Page MenuHomePhabricator

Expose the graph of language fallbacks in an API
Open, Needs TriagePublic

Description

As a tool developer, it would be very useful to access the language fallback graph from an API.
Ideally, in one API call, we would retrieve the entire graph:

{
   "frc": "fr",
   "de-formal": "de",
   "en-gb": "en",
   "pms": "it",
   ...
}

Currently, the only way to retrieve this seems to be to parse the localization files of MediaWiki and extract the parent language from each such file. However, the language fallback graph evolves as new languages are added, so it would be more convenient to expose that in an API. There is also the possibility of querying individual wikis to retrieve the parent languages one-by-one:
https://pt.wikipedia.org/wiki/Especial:ApiSandbox#action=query&format=json&meta=siteinfo&formatversion=2&siprop=general
From this result we obtain the fallback chain "pt" -> "pt-br" -> "en". But it's impractical to use this to extract the entire graph. It also will not work for retrieving fallbacks for language codes that don't have a corresponding wiki.

This could either be exposed by MediaWiki itself (given that the notion of language fallback lives there already) or by Wikibase (given that it already has a wbcontentlanguages API to expose the supported languages).

Somewhat related task: T197255.

Event Timeline

Pintoch created this task.Feb 27 2019, 1:37 PM
Restricted Application added a subscriber: Aklapper. · View Herald TranscriptFeb 27 2019, 1:37 PM
Mvolz updated the task description. (Show Details)
Mvolz added a project: Wikidata.
Mvolz awarded a token.Feb 27 2019, 1:47 PM
Anomie added a subscriber: Anomie.

As a tool developer, it would be very useful to access the language fallback graph from an API.

What exactly would you do with this information? i.e. what's the actual use case that makes you file this request?

A potential blocker to this is the same as for T74153 (under its original title, "meta=siteinfo should allow client to identify RTL languages"): actually collecting the fallbacks for all languages looks like it would require loading the language data for all languages, which seems likely to be prohibitive from a performance perspective.

or by Wikibase (given that it already has a wbcontentlanguages API to expose the supported languages).

Personally I don't think this would fit very well there, but I'll leave it to the Wikibase team to make the call on that point.

Pintoch added a subscriber: Mvolz.EditedFeb 27 2019, 4:40 PM

What exactly would you do with this information? i.e. what's the actual use case that makes you file this request?

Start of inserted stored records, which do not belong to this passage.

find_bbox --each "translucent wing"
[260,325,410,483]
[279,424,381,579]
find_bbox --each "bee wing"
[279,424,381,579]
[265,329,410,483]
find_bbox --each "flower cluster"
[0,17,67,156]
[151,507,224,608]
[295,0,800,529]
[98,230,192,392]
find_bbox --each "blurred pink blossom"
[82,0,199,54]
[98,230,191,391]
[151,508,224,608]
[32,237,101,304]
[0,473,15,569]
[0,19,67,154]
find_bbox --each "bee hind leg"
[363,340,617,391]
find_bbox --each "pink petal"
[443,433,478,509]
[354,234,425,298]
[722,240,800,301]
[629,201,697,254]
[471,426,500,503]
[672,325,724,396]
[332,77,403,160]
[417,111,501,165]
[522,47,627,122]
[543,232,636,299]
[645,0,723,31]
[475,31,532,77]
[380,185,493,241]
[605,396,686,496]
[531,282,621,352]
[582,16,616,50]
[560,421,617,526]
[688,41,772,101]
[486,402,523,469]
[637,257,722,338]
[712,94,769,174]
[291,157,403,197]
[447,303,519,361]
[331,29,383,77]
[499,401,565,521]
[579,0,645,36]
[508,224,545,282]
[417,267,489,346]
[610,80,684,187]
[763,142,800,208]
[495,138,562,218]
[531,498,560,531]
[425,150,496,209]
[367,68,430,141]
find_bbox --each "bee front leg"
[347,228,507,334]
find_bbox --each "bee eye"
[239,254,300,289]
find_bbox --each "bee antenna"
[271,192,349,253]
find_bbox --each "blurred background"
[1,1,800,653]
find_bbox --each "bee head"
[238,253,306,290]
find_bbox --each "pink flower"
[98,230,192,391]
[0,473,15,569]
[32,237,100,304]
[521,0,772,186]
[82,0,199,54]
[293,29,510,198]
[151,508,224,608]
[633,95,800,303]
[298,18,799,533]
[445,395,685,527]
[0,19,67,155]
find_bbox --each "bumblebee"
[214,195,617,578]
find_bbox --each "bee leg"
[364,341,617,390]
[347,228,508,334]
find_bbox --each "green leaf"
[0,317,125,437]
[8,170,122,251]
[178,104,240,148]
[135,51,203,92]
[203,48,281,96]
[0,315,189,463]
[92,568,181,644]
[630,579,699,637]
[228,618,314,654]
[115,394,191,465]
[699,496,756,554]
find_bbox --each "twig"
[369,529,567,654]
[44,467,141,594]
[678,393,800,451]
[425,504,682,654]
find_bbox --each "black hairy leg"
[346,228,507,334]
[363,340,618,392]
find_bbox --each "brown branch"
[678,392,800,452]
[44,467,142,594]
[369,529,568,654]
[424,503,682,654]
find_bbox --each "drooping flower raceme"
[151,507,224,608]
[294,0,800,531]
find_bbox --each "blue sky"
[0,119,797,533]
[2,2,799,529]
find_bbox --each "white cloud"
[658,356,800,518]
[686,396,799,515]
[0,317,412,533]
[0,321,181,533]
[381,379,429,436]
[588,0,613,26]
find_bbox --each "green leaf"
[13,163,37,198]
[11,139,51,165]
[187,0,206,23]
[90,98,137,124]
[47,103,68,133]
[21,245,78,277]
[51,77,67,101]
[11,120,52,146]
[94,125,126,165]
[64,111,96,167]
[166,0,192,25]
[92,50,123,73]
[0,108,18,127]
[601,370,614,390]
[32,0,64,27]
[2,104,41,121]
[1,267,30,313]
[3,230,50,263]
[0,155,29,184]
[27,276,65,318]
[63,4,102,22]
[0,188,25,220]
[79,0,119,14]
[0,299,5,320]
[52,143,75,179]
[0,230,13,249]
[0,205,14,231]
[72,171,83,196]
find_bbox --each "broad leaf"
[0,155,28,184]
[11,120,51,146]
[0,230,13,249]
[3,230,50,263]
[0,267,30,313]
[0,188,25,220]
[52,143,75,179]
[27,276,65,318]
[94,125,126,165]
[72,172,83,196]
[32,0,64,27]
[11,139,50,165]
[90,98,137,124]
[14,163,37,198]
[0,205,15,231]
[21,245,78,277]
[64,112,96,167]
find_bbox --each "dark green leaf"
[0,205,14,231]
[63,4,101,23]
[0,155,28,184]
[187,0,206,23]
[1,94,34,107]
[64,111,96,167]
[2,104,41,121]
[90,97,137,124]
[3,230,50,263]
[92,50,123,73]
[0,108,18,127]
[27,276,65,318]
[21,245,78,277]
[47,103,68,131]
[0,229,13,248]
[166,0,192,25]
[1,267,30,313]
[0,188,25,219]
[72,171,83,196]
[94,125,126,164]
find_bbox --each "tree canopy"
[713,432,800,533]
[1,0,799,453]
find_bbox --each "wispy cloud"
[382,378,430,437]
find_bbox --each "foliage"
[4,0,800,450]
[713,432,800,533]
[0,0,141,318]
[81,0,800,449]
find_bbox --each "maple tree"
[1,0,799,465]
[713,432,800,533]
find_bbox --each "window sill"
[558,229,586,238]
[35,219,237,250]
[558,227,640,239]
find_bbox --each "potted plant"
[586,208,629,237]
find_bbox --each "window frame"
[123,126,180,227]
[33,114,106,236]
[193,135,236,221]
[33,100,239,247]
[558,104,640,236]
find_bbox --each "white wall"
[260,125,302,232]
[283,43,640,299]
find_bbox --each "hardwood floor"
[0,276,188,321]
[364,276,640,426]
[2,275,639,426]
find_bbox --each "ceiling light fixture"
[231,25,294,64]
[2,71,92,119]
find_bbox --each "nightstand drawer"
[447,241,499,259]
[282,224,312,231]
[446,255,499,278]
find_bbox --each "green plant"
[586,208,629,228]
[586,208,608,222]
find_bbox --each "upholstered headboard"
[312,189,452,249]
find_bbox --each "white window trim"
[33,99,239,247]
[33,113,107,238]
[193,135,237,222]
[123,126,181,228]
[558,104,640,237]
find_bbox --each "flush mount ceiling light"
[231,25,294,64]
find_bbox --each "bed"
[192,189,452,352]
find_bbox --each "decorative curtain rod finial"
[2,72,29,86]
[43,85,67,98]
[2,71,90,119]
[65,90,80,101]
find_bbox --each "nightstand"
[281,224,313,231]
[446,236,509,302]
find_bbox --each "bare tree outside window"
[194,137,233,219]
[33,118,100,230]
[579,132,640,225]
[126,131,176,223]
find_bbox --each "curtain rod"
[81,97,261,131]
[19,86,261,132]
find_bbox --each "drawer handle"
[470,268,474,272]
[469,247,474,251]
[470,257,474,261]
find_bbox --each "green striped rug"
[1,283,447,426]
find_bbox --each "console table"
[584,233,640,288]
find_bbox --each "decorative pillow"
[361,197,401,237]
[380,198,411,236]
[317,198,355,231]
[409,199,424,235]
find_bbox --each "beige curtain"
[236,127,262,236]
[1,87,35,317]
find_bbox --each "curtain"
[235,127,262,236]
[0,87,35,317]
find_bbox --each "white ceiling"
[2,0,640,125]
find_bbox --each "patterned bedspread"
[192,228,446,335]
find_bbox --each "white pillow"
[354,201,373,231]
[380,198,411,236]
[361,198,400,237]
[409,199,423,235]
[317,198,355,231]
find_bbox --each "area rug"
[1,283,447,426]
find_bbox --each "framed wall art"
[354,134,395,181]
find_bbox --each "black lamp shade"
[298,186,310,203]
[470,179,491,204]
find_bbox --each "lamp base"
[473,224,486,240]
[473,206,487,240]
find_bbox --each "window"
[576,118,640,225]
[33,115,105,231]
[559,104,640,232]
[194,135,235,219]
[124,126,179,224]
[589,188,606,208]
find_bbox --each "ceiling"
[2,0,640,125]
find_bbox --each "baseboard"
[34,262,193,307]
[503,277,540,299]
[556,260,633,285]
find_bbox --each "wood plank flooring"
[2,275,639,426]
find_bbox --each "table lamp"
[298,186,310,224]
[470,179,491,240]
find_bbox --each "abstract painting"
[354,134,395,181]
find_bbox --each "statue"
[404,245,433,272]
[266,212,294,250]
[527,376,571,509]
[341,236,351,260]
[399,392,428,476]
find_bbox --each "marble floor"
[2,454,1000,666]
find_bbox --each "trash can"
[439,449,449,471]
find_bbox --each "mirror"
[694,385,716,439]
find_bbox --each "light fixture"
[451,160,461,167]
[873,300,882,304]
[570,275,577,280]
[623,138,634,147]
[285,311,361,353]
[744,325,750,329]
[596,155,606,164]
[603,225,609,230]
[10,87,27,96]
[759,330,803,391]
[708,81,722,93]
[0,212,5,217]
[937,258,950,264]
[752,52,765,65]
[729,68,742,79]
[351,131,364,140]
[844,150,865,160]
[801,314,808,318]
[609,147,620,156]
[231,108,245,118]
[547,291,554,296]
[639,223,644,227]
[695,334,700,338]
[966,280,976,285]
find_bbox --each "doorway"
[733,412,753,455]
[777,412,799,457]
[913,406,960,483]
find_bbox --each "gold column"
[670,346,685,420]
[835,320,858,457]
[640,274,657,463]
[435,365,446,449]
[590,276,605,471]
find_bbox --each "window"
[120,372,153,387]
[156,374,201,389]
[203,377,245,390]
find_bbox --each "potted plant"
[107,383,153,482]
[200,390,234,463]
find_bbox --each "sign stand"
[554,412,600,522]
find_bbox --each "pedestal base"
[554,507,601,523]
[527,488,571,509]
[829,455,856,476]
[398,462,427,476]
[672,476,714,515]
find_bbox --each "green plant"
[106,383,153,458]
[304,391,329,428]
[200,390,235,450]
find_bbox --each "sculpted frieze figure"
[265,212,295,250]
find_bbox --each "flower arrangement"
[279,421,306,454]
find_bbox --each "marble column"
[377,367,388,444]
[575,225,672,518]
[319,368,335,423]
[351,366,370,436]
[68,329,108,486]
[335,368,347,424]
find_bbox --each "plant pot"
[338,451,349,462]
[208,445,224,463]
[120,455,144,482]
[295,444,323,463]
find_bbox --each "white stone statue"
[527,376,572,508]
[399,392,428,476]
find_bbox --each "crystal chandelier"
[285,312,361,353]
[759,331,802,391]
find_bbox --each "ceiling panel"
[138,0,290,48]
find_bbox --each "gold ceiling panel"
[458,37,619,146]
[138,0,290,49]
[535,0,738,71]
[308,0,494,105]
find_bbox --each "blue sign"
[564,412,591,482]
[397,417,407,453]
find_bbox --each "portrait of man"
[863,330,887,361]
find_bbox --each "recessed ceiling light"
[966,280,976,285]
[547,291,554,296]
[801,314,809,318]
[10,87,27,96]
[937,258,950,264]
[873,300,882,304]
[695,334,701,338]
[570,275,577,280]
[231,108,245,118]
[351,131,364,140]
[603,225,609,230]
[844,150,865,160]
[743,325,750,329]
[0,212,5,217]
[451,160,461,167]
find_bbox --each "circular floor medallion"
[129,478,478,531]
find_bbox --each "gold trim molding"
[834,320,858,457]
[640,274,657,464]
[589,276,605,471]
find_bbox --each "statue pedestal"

I would use the resulting graph in https://tools.wmflabs.org/openrefine-wikidata/ . This tool is basically a wrapper over the Wikibase API (and a bit of SPARQL) to comply with OpenRefine's reconciliation API. The tool can be configured to work in any language and would benefit from knowing about the language fallback graph to retrieve labels, descriptions and aliases. The current code that does that is here:
https://github.com/wetneb/openrefine-wikibase/blob/master/wdreconcile/language.py
(it's a crude approximation, where every language falls back on English).
I will leave @Mvolz comment about her own use case.

Concerning performance, of course this would be only retrieved quite rarely and cached on my side. So maybe a web API is overkill for that - but it would ideally be good to be able to download that structured graph from somewhere. It does not have to be served by the MediaWiki instance itself.

Mvolz added a comment.Feb 27 2019, 6:25 PM

@Lucas_Werkmeister_WMDE would it make sense to expose the commented out equivalence information in https://github.com/wikimedia/mediawiki-extensions-Wikibase/blob/master/lib/includes/WikibaseContentLanguages.php#L135 ? In case we get back any language codes like those?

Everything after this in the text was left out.